Tuesday, November 17, 2009

Musing: Network Intelligence

This was rejected by Facebook for being over the character limit. Just a fleeting thought I had studying networks in two different classes. Nothing spectacular, more probably later, but in brief:

So if the function of a committee is to take a given situation and resolve an output; and the internal workings of that committee are unknown to the system that interfaces with it (it seems to me that high-level organizations are but object-oriented businesses); and furthermore that a benefit of the committee existing is that it can reach a conclusion on a given issue even if no single party understands every facet of that issue - can not then any such organized group (large corporation, voting body, the Internet, etc.) be said to be a new intelligent existence? Unlike the classic hivemind, no individual has to give up their identity. I mean, I don't know the workings of my brain, and I feel it safe to say that each piece of my brain doesn't know everything about my brain as a whole, but I am still a conscious, thinking person. Is a network of nodes in which each is a composite of intelligent materials itself not but a more apt candidate for the term "intelligence?"

Hope all is well!

1 comment:

  1. Interesting point, Oh Keeper of Logos.
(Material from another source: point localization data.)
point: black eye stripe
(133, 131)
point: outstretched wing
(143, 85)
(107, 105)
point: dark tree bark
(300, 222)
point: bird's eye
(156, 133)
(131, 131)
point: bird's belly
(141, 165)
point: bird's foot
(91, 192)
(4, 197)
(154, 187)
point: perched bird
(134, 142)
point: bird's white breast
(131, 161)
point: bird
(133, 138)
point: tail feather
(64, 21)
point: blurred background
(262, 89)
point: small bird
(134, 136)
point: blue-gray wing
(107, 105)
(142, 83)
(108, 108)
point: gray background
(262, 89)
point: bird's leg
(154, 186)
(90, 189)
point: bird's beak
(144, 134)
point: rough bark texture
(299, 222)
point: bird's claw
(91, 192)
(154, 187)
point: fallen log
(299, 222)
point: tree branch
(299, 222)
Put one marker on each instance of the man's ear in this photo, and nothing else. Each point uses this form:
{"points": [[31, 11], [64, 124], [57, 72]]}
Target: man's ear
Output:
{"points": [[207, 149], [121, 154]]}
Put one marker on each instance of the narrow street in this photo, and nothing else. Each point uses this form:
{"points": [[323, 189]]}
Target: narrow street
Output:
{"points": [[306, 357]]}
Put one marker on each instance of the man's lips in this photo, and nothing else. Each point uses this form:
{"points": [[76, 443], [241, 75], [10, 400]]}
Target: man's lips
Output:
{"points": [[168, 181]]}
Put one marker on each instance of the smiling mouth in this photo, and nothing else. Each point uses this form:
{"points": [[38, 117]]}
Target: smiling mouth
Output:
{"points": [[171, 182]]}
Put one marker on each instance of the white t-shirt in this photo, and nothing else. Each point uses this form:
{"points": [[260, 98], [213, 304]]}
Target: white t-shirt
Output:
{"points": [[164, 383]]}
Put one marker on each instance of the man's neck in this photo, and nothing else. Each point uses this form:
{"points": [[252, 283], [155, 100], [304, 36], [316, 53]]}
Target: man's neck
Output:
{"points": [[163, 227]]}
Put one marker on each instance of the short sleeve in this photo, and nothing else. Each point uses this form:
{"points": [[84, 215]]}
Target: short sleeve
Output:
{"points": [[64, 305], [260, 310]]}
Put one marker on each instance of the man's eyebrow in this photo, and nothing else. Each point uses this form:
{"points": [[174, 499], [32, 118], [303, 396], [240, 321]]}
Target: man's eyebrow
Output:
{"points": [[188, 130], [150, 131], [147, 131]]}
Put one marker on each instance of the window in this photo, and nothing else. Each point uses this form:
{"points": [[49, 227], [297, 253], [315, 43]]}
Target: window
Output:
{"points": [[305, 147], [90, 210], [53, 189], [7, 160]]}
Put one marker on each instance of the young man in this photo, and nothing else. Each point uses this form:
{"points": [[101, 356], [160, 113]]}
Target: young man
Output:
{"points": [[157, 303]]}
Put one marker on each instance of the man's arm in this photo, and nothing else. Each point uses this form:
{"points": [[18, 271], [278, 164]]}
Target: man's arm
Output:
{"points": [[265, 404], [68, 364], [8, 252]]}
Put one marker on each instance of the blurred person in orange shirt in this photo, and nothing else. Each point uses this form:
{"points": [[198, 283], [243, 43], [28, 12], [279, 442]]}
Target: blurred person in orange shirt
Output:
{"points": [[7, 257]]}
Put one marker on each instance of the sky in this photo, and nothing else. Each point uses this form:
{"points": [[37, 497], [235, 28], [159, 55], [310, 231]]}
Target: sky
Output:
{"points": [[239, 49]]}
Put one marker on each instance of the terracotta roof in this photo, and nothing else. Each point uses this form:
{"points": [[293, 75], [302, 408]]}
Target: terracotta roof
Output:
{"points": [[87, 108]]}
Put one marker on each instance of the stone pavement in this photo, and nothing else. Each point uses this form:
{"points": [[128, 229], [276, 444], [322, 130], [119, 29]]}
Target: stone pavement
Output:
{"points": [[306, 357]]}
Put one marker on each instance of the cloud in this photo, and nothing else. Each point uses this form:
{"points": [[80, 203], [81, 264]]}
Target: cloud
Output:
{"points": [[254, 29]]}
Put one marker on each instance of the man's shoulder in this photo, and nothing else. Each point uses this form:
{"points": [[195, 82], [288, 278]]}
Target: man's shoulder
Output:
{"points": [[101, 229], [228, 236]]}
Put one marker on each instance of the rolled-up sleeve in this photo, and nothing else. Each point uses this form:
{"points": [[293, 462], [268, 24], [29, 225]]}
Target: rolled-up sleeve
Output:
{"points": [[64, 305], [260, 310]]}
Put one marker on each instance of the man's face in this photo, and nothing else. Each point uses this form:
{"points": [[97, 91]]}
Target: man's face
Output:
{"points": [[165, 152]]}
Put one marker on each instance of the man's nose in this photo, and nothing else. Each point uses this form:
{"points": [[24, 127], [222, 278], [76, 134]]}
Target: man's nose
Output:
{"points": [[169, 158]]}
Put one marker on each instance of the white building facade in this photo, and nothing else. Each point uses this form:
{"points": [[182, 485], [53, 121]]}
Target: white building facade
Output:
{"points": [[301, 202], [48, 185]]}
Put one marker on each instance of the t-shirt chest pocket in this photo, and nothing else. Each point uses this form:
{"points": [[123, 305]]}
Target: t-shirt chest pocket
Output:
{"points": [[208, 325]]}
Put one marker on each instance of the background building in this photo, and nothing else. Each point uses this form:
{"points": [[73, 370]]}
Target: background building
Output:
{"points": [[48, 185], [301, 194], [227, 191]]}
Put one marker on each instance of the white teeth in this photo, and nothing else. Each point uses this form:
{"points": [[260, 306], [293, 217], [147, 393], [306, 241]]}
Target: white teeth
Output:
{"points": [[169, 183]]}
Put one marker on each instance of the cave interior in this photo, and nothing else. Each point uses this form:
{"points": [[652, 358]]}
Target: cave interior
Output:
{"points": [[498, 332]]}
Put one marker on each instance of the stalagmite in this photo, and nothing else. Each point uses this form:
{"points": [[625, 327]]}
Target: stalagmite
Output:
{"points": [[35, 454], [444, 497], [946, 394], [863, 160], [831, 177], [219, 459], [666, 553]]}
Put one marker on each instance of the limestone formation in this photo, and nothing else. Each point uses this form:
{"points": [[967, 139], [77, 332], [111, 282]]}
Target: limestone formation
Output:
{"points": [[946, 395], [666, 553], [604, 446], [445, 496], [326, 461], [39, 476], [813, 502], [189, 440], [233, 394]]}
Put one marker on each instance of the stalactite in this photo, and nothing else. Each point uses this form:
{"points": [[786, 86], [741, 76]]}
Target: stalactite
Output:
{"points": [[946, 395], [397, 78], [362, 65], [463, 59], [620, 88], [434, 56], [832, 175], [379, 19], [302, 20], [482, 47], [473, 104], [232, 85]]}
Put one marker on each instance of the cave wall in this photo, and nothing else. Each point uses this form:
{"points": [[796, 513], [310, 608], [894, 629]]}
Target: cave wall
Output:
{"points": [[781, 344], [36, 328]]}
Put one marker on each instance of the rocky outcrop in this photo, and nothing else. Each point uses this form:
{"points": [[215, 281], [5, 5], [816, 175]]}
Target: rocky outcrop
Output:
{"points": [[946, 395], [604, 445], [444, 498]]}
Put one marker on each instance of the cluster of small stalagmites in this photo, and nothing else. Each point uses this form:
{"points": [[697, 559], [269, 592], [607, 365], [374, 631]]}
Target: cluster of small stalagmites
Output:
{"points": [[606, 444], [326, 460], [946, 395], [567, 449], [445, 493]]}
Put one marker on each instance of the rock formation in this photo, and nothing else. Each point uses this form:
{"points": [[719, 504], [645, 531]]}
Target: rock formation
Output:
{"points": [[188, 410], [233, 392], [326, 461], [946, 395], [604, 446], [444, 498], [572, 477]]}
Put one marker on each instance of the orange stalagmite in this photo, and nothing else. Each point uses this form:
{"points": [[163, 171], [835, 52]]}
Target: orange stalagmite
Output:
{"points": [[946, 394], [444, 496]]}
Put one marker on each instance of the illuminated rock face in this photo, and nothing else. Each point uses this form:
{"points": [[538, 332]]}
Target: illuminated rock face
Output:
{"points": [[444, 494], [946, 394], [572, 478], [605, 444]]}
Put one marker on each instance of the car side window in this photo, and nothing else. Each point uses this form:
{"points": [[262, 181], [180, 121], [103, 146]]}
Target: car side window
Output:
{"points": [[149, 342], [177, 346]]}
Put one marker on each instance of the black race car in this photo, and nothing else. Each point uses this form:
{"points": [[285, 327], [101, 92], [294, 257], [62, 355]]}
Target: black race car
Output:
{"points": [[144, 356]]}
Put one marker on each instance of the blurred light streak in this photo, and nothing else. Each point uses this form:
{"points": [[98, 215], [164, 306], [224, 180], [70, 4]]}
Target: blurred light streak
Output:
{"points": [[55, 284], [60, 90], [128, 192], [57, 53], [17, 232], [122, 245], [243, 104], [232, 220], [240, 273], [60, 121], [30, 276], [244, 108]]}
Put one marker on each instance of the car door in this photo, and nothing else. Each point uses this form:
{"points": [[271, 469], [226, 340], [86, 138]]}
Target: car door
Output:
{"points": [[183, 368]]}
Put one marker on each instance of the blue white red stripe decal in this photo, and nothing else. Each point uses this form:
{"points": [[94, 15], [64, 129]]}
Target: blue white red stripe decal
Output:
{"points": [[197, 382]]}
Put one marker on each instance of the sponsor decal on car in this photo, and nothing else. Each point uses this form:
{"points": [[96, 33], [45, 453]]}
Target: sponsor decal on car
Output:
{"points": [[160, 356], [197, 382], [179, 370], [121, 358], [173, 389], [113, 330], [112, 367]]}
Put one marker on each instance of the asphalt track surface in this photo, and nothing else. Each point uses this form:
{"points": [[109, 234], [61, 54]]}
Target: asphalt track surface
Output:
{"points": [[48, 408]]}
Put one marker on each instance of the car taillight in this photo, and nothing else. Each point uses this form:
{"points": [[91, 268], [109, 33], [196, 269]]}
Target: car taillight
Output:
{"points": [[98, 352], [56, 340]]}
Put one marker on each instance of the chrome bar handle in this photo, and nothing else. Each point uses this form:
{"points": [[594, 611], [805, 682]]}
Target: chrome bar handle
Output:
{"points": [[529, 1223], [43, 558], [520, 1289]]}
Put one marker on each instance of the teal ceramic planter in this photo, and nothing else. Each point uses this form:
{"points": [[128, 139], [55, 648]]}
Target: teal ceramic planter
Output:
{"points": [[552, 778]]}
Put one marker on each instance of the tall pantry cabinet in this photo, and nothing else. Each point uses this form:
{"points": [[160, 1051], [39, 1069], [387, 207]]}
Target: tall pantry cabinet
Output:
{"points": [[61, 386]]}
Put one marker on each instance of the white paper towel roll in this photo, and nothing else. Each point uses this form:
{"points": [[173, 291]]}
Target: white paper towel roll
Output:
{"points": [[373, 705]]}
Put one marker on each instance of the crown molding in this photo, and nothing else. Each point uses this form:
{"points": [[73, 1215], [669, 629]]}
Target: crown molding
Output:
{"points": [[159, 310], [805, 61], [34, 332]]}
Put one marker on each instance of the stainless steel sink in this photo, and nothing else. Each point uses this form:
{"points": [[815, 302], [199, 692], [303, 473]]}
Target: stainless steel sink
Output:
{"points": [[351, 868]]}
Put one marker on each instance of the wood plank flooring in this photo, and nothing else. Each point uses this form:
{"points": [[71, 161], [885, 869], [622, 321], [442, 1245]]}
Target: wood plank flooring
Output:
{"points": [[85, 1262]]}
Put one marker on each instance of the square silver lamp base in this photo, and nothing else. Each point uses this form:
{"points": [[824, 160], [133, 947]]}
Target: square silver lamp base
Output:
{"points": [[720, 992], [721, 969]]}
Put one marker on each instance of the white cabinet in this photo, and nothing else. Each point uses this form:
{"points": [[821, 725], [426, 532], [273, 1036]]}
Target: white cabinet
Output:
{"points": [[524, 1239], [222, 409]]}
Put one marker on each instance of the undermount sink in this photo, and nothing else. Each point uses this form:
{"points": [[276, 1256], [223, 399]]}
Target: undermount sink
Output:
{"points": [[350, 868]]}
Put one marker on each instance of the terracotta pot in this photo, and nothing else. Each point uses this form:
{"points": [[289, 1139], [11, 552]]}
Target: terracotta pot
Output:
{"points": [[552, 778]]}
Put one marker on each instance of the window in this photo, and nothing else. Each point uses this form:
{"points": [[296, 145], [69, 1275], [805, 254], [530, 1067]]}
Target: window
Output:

If the node may be considered as being akin to the concept of a knot, then is the implication that a defining characteristic of a knot is that it may also be undone?
    If that is the case, then an intelligent system would be (in part) defined by a surrounding or impending lack of intelligence.
    It would follow that most businesses, governments and other hierarchies would qualify within the parameters of your investigations.